Vitaly Mansky spent more than 2 years trying to get access to shoot a documentary about the solitary country North Korea. When he did get access he began to see that every single aspect of his film was being directed by the government trying to paint a rosy picture about the dictatorship rule in the country. But that was not what he had envisioned for Under the Sun, a new documentary in theatres across North America this month.
The director had to resort to covert methods in order to get at least some kind of real action on the film as the government monitored every aspect closely.
Manskey born and raised in the Soviet Union, had spent more than two years negotiating access to the Hermit Kingdom so that he could create a documentary giving the outside world an inside look at the lives of an average North Korean family.
“We’ve shot in difficult places, but we never imagined how much control they would impose,” said Simone Baumann, one of the film’s producers from Germany.

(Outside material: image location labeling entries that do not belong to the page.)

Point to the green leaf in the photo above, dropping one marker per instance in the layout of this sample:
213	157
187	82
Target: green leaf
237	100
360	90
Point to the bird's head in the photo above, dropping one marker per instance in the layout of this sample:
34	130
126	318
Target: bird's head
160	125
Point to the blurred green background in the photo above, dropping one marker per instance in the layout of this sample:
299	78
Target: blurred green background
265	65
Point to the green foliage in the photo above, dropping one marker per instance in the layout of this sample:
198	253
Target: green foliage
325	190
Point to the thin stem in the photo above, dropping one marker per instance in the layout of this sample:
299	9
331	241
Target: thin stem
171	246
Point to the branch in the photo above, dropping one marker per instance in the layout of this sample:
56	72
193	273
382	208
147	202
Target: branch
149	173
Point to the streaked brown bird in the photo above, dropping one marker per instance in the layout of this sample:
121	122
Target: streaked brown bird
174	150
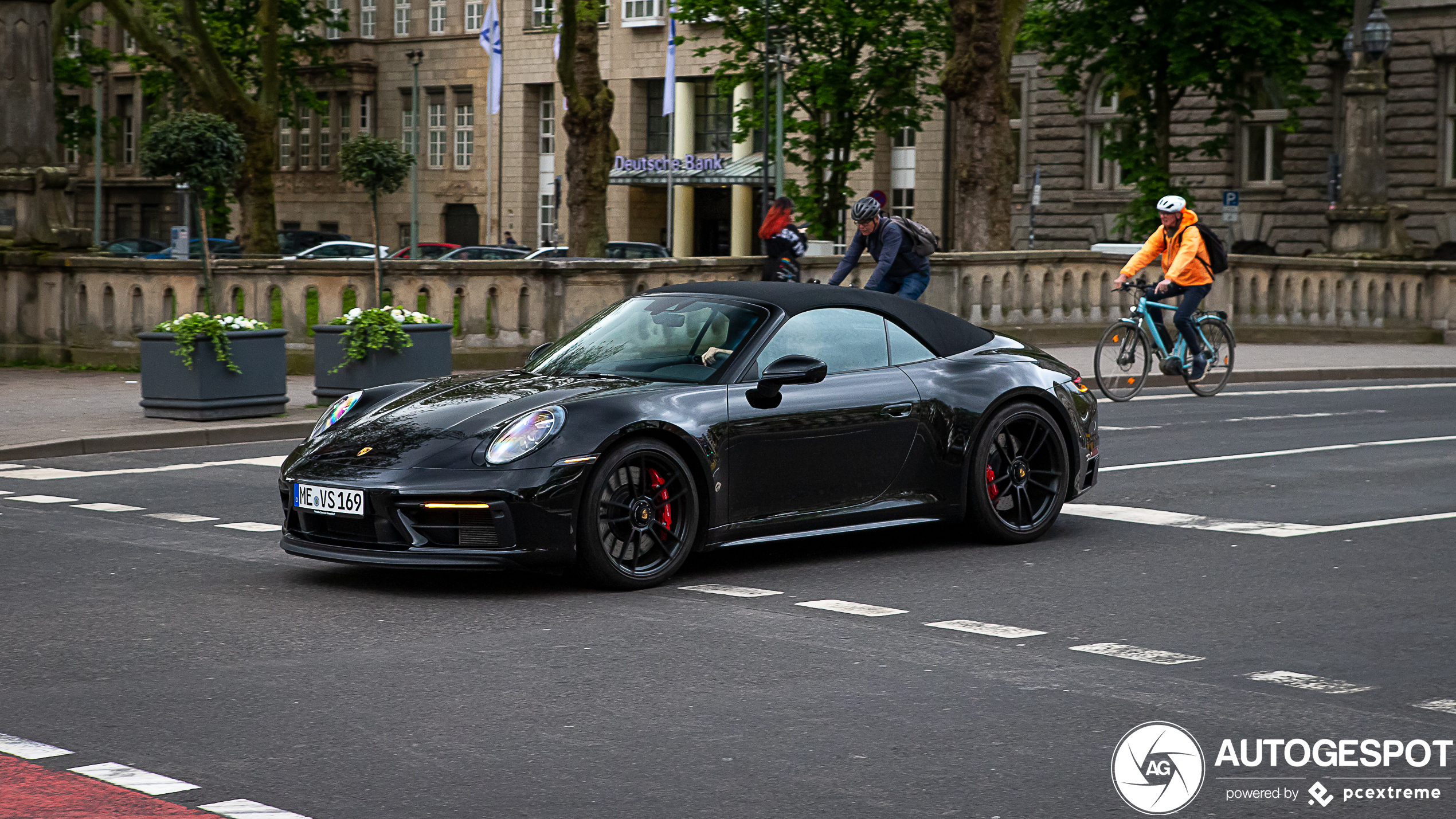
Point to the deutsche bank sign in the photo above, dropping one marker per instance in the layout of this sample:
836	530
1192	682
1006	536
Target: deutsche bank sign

The film follows eight-year-old Zin-mi and her parents as she prepares to join North Korea’s Children’s Union. But government control of the film was total. So He kept the cameras rolling between takes, capturing the hovering officials as they emerged from behind the scenes to direct his film. And just like that, the curtain vanished.
“It really does call into question other documentaries that say they were made with no interference at all,” said journalist and professor Robert Boynton. “I’m not sure I believe that anymore.” He interviewed Mansky extensively through a translator for the New York Times and has interviewed several North Korean defectors for his book on the country’s abduction of Japanese citizens, The Invitation Only Zone.